The FTSE 100 was 1% higher at 5,703 points as global stock markets took a breather after the wild swings in sentiment following the crash in oil prices earlier this week.
Stocks in Asia were mixed as investors continued to worry about the pace at which global economies could open. The SEE composite closed up 0.6% while the Nikkei 225 was 0.7% lower.
Brent crude traded 6% lower at $20.5 while gold prices were 0.6% higher at $1,695, while the pound was trading 0.3% firmer against the US dollar at $1.23.
Copper producer Antofagasta (ANTO) said it expects production to be at the lower end of the range between 725-to-755 thousand tonnes due to the implementation of social distances measures. The shares rallied 2.5% to 750p.
The company highlighted a strong balance sheet with $2.5bn of cash putting it in a ‘strong position’ to confront operational uncertainty.
Shares in building materials company CRH (CRH) were 4% higher at £22.4 after seeing a positive start to the year with first-quarter like-for-like sales up 3%. The firm has suspended all non-essential expenditures and reduced working capital in-line with lower activity levels.
Energy group Drax (DRX) reported trading in-line with expectations for the first-quarter to 31 March and includes a $60m estimated impact from coronavirus, from lower power demand and bad debt risks. The firm confirmed the 2019 dividend payment of 9.5p per share. The shares traded 5% higher at 204p.
Drink mixer retailer Fevertree (FEVR) warned of a material impact on annual performance in the current financial year from the Covid-19 crisis, after reporting a fall in profit for 2019.
The company, however, said it would pay a final dividend while touting a 'very strong' balance sheet, with net cash at year end of £128.3m.
For the year ended 31 December 2019, pre-tax profit fell to £72.5m from £75.6m.
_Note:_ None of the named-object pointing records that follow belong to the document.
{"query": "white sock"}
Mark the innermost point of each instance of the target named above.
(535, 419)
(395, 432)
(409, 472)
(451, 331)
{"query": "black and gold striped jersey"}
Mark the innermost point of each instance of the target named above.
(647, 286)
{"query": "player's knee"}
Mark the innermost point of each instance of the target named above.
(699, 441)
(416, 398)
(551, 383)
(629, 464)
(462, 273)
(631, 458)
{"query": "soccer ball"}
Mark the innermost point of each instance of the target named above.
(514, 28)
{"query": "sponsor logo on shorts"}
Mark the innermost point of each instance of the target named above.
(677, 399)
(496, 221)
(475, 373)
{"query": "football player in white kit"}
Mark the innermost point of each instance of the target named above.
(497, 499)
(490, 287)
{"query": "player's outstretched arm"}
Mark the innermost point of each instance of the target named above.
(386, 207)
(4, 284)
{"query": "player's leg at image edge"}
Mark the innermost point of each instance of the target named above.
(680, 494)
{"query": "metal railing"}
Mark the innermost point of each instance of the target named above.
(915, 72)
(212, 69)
The shares traded 7% higher at £14.6.
Homebuilder Bellway (BWY) said its directors had agreed to a voluntary, temporary 20% reduction in basic salary and fees effective from 1st April until 31st May 2020, in the wake of the Covid-19 crisis and its extraordinary impact on the business and the wider economy.
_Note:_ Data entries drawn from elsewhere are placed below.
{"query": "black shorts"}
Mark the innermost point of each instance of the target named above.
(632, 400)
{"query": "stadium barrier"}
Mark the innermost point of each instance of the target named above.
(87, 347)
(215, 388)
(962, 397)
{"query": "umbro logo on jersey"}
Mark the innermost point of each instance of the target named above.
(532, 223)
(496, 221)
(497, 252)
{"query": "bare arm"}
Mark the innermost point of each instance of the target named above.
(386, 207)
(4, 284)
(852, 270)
The proceeds from the reduction in salary and fees would be donated to various charities.
Online retailer Boohoo (BOO:AIM) said its outlook remained cautious even as it reported a sharp uptick in profit supported by a jump in sales.
For the year ended 29 February 2020, pre-tax profit rose 54% to £92.2m as revenue increased 44% to £1.2bn. The shares were 3.5% ahead at 280p.
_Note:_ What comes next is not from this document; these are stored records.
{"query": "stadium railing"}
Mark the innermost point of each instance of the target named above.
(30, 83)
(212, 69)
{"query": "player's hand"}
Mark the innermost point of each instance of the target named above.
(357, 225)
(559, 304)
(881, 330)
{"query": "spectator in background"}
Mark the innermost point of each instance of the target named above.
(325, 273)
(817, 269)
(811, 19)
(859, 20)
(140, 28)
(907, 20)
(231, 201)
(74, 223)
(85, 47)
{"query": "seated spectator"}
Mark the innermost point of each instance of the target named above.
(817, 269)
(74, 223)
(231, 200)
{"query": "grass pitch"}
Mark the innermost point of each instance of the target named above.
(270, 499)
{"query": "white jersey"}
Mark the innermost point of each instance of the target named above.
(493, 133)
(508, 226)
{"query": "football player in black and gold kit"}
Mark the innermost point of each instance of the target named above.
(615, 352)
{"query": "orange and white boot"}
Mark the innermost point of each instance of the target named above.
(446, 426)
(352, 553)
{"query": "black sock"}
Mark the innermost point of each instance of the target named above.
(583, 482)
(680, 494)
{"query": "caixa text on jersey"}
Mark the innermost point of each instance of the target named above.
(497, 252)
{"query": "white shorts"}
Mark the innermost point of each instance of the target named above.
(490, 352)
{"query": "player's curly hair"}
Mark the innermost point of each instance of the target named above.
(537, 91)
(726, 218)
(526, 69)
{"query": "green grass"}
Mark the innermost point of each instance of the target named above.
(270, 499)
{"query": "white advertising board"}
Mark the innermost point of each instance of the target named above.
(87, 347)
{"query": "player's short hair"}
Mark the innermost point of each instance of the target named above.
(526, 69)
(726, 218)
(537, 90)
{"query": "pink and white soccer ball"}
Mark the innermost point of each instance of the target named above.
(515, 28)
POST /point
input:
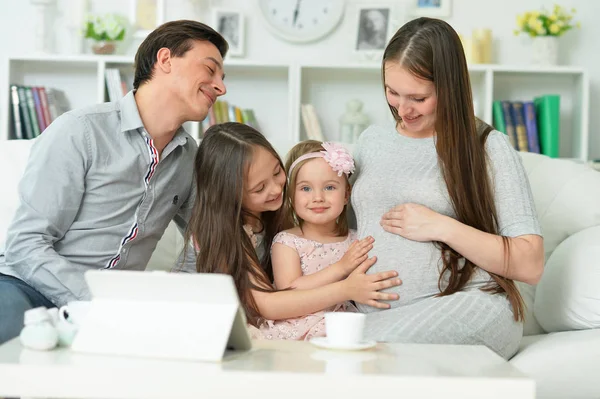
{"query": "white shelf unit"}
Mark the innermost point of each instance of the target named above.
(276, 90)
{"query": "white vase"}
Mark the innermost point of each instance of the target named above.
(544, 50)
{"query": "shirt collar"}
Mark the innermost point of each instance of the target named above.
(131, 120)
(130, 117)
Insurer Hiscox (HSX) said if the current travel restrictions last six-months from March 2020, it would expect to pay net claims up to $150m, with a further $25m if they were extended. The shares nudged-up 0.7% to 803p.
Meanwhile fellow insurer Beazley (BEZ) reported first-quarter premiums increasing 13% to $840m. The company estimated coronavirus losses could add up to $170m. The shares fell 5% to 348p.
Polling and data company YouGov (YOU:AIM) reported a 13% rise in first-half profit, buoyed by further growth in the US market.
Revenue rose 16% to £76.9m and adjusted pre-tax profit rose 27% to £12.1m, helping to push the shares up 6% to 625p.
One of the biggest share risers today were biotherapeutics company Avacta (AVCT:AIM) which traded 30% higher at 71p after it said its partnership with Cytiva to produce a rapid coronavirus test was moving ahead of schedule.
Another coronavirus gainer today was medical products company BATM (BVC), with the shares up 17% to 55p after it announced a $31m order to produce 1,000 ventilators to a European government.